About New Zealand



  •  Geography

    New Zealand stretches 1600km from north to south. It consists of 2 main islands and some smaller islands, and several far-flung islands several hundreds of kilometers away. Stewart Island lies directly south of the South Island. The country is 10,400km southwest of the USA, 1700km south of Fiji and 2250km east of Australia. NZ's total area is greater than that of the UK, but almost 36 times smaller than that of the USA. Its coastline, with many bays, harbours and fiords, is long compared with its landmass. A notable feature of NZ's geography is the great number of rivers. There's a lot of rainfall in NZ and that has to go somewhere. The Waikato river is the country's longest river in the country. New Zealand also has many beautiful lakes. Lake Taupo is the largest, Waikeremoana and Wanaka are two of the most beautiful.

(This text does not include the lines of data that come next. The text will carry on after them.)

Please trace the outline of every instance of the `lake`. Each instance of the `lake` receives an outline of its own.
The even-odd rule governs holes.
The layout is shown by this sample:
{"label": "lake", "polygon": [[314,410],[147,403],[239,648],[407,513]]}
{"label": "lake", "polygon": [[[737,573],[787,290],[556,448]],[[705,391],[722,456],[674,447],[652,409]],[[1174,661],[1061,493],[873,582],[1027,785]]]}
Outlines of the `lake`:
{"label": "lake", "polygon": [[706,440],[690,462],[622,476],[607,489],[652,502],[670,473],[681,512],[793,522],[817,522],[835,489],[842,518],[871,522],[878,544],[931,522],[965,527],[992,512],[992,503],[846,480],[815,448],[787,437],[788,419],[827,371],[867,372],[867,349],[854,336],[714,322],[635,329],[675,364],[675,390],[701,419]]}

  •  Population and people

    As of June 2016, the population of New Zealand is estimated at 4.69 million and is increasing at a rate of approximately 2.1% per year. New Zealand is a predominantly urban country, with 73.0% of the population living in the seventeen main urban areas (i.e. population 30,000 or greater) and 53.7% living in the four largest cities of Auckland, Christchurch, Wellington, and Hamilton.

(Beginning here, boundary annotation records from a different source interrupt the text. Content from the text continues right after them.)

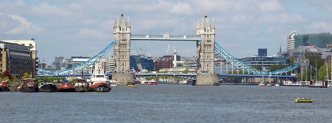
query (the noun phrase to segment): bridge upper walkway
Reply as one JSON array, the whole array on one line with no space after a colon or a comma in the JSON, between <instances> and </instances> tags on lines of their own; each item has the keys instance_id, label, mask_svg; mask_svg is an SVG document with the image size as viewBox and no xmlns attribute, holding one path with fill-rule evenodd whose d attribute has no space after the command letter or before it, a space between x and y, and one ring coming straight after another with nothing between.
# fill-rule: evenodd
<instances>
[{"instance_id":1,"label":"bridge upper walkway","mask_svg":"<svg viewBox=\"0 0 332 123\"><path fill-rule=\"evenodd\" d=\"M112 73L105 74L106 75L112 76ZM184 78L189 79L196 80L196 73L135 73L135 79L138 79L143 78L147 78L157 76L175 76L180 78ZM66 77L66 76L91 76L91 74L43 74L38 75L37 77ZM252 75L252 74L220 74L219 77L250 77L250 78L260 78L263 77L262 75ZM271 77L271 78L295 78L296 76L289 76L289 75L264 75L264 77Z\"/></svg>"}]
</instances>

    New Zealand cities generally rank highly on international livability measures. For instance, in 2016 Wellington was ranked the world's most liveable city.

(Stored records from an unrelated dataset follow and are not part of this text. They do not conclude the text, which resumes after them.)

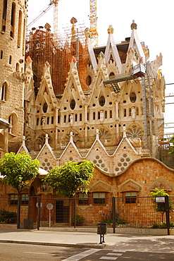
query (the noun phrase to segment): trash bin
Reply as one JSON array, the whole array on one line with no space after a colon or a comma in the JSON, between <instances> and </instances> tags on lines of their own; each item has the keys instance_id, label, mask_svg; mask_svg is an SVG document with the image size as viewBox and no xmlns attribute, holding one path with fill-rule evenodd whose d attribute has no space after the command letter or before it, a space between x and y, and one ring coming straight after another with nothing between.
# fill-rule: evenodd
<instances>
[{"instance_id":1,"label":"trash bin","mask_svg":"<svg viewBox=\"0 0 174 261\"><path fill-rule=\"evenodd\" d=\"M106 235L107 223L97 223L97 234Z\"/></svg>"},{"instance_id":2,"label":"trash bin","mask_svg":"<svg viewBox=\"0 0 174 261\"><path fill-rule=\"evenodd\" d=\"M24 219L24 229L33 229L33 219Z\"/></svg>"}]
</instances>

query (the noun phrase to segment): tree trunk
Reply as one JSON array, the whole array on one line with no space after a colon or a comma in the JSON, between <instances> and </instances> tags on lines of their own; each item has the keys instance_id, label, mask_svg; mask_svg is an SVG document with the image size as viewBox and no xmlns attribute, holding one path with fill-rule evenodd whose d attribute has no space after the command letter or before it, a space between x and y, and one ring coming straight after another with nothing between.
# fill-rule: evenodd
<instances>
[{"instance_id":1,"label":"tree trunk","mask_svg":"<svg viewBox=\"0 0 174 261\"><path fill-rule=\"evenodd\" d=\"M18 194L18 209L17 209L17 229L20 229L20 193Z\"/></svg>"}]
</instances>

    Of New Zealand's population, 74% are NZ European (NZ pakeha), 14% are NZ Maori, 6% are Pacific Island Polynesians and about 6% are Asian.

  •  Climate and Weather

    Lying between 34S and 47S, New Zealand is in the Roaring Fourties. It has a temperate climate with mild temperatures, and a prevailing wind blows over it from west to east year-round, ranging from gentle, freshening breezes to occasional raging gales in winter. Coming across the Tasman Sea, this breeze is relatively warm and moisture-laden. When the south wind comes up from Antarctica it means cold weather.

    In the South Island, the mountains act as a barrier for the winds coming across the Tasman Sea,  creating a wet climate on the west side of the mountains and a dry climate on the east side. In the North Island, the western sides of the high volcanoes get a lot more rain than the eastern sides, but the rain shadow is not so pronounced, as there is not such a complete barrier as the Southern Alps.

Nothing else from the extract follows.